On le sait, non seulement Cuba démontre envers et contre tout un engagement politique et une conscience aiguë des inégalités qui fracturent notre planète, mais Cuba a bâti aussi une faculté d'informatique très importante et donc une grande expertise digitale - une expertise unique dans les Caraïbes. L'île a développé des services numériques locaux pour soutenir ses priorités en santé publique, éducation et culture, et cela malgré ses ressources financières très limitées. Il y a à Cuba un ministère dédié à l'informatique, ce qui est rare, des entreprises et des institutions telles que Citmatel, fournisseur de services internet et de solutions multimédia (notamment Bazar de Cuba, Soy Cubano pour le commerce électronique, et des produits pour l'enseignement à distance), Desoft pour les logiciels, Cubarte pour la culture, l'ICAIC pour le cinéma, Cedisap pour la santé, Avante, Disaic, Datazucar, Copextel, et beaucoup d'autres qui constituent un pôle de recherche et développement pour la production de technologies, de services et de contenus qui assurent à Cuba une position enviable. En outre, le projet Nova lancé en 2009 par le gouvernement a permis de développer un système opératoire très complet basé sur le logiciel libre, "fait par les Cubains pour les Cubains", qui permet d'échapper au coût des licences Microsoft. D'où cette idée qui semble s'imposer que Cuba prenne l'initiative de concevoir des applications numériques alternatives à celles du Nord pour le développement du Sud. Lorsque nous observons l'inventivité africaine pour créer des services mobiles performants de banque et de micro-payement (Wizzit*, m-pesa, Safaricom), de vérification de l'authenticité des médicaments (mPedigree*), de santé publique, d'éducation, de prévention, d'emploi, etc., nous voyons bien que ce continent, qui compte aujourd'hui sans doute plus de téléphones cellulaires que de prises électriques, est devenu un incontestable incubateur d'applications technologiques mobiles pour les pays émergents. 

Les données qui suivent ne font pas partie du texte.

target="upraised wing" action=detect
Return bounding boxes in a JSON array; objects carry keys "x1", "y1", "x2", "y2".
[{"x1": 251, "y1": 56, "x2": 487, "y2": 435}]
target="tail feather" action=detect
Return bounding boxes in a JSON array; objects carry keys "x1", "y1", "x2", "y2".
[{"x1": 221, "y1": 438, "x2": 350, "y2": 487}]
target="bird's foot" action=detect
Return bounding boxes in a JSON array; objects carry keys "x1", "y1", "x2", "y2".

Au Brésil, le gouvernement a mis au point un téléphone intelligent pour le recensement de 2011. Cela a permis aux agents des services démographiques d’interviewer directement, sans formulaire écrit,  les citoyens, y compris les analphabètes, en enregistrant sur leur écran les réponses au questionnaire envoyées directement au serveur central pour y être colligées. En outre, ce téléphone a permis de géolocaliser automatiquement tous les répondants, dispersés dans un pays immense, souvent sans cadastre, et ainsi de donner à tous une identité nominale individuelle permettant de les prendre en compte dans les bases de données du registre civil pour les services publics (santé, éducation, subventions d’aide familiale, professionnelle, etc.) 

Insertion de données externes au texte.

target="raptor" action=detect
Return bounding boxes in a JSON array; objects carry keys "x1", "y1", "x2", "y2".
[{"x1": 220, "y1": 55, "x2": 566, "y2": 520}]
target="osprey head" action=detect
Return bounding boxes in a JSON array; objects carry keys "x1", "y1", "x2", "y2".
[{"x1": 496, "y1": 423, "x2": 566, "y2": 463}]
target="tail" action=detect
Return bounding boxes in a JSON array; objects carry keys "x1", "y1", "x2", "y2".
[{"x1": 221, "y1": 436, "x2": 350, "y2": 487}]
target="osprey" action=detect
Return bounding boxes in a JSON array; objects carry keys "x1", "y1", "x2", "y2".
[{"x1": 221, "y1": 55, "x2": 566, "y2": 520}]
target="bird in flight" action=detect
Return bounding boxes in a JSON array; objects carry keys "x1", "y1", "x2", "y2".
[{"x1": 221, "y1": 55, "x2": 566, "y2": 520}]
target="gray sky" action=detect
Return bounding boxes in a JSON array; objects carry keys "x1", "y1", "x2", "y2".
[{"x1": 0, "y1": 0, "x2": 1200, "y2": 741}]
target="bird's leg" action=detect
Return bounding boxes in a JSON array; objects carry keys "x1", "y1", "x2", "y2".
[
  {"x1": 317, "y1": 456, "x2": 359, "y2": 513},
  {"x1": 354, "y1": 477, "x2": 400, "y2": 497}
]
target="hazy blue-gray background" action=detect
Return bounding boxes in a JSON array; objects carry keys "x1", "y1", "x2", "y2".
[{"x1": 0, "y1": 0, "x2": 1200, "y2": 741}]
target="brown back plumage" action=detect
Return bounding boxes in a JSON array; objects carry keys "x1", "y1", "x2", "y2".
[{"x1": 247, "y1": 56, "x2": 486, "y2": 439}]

De même en Inde, le système Aadhaar d’identification individuelle biométrique (photographie numérique de l’iris et de l'empreinte digitale), piloté et financé en partie par un puissant industriel et mécène, Nandan Nilekani, a permis d’attribuer systématiquement au 1,2 milliards d’habitants de ce pays, quels que soient leur âge, leur sexe, leur statut social, leur marginalité rurale, une carte d’identité qui manquait cruellement à beaucoup de personnes démunies – on estime que 400 millions d’Indiens vivent sous le seuil de la pauvreté -, et qui n’avaient pas même d’existence légale enregistrée dans leur pays. Cela a permis à tous d’exister civilement, de voter, d’ouvrir un compte en banque et de demander accès aux services publics qu’ils n’obtenaient éventuellement auparavant que selon le bon vouloir des autorités locales et en échange de pots de vin. L’OCDE a estimé que ce sont ainsi quelques 85% des milliards de dollars versés par l’État qui sont détournés par les fonctionnaires et les chefs de villages!

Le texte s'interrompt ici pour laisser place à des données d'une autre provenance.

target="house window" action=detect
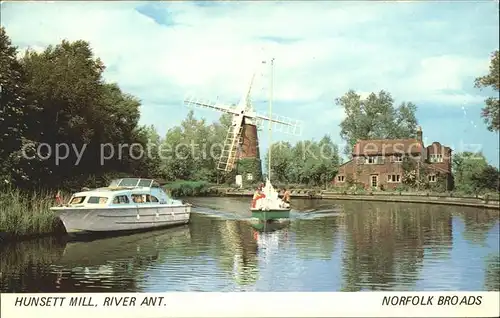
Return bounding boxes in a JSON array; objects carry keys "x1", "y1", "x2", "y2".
[
  {"x1": 365, "y1": 157, "x2": 377, "y2": 164},
  {"x1": 113, "y1": 195, "x2": 129, "y2": 204},
  {"x1": 392, "y1": 155, "x2": 403, "y2": 162},
  {"x1": 430, "y1": 154, "x2": 443, "y2": 163},
  {"x1": 387, "y1": 174, "x2": 401, "y2": 183}
]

L’Observatoire français Netexplo des innovations numériques, découvre et prime chaque année de telles initiatives. Et elles sont innombrables, ces innovations en technologies numériques qui pourraient contribuer au développement durable humain, mais aussi économique, social, écologique dans les pays pauvres, etc. Il faudrait seulement qu’une petite partie des milliards de dollars des industries numériques n’aillent pas seulement dans le développement des jeux vidéo, mais aussi dans ce développement numérique alternatif.  Cuba a la pleine capacité de contribuer en première ligne à la création de cet "autre monde possible" dont nous avons tant parlé, dans sa version numérique alternative à celle du capitalisme sauvage des pays riches. Il faut bien sûr espérer d'abord que Cuba rejoindra rapidement les autres pays d'Amérique latine pour la pénétration du téléphone mobile à des prix plus compétitifs qu'aujourd'hui. Et Cuba trouvera certainement de nombreux appuis stratégiques dans ce développement auprès des Nations Unies (coopération Sud-Sud soutenue par l'UNDP), des Fondations et des PME du Nord. La Fédération internationale des Associations de multimédia constitue une plateforme stratégique à cet égard. Cuba devrait désormais compter avec quatre domaines d'excellence exemplaire pour les pays émergents: la santé, l'éducation, la culture et le numérique pour le développement - quatre objectifs qui sont d'ailleurs étroitement liés, car le numérique est devenu une technologie basique pour la santé comme pour l'éducation et la culture. Les besoins et le marché du numérique de développement sont immenses, encore plus stratégiques que ceux des industries capitalistes, et beaucoup plus urgents pour l'humanité qui souffre. Alors que les industries numériques du Nord sont aujourd’hui orientées principalement vers la technoscience, la finance, l’économie, la gestion et le divertissement, nous évoquons donc ici une divergence à peine émergente, mais promise à un  développement futur majeur : celui des applications numériques de développement des pays pauvres. 

2012-06-25

La divergence numérique




IBM a développé un superordinateur, qu’il a appelé Watson, capable, nous dit-on, de répondre en langage naturel à toutes les questions qu'on lui pose. Sans doute Sherlock Holmes, s’il était encore avec nous, aurait réagi selon son habitude :   "Elémentaire, mon cher Watson" (Le retour de Sherlock Holmes, un film de 1929). Le numérique n'était encore en 1969 qu'une affaire de spécialistes, une zone réservée de la recherche militaire la plus secrète. Il s'est étonnamment répandu, banalisé depuis. Près de 30% de l'humanité sera bientôt connecté à l'internet. Depuis 1995, le web s'est répandu comme un tsunami numérique sur la planète. Nous n'étions en 1995 que vingt-six ans après l'exploit d'Apollo 11. Moins que l'espace d'une génération.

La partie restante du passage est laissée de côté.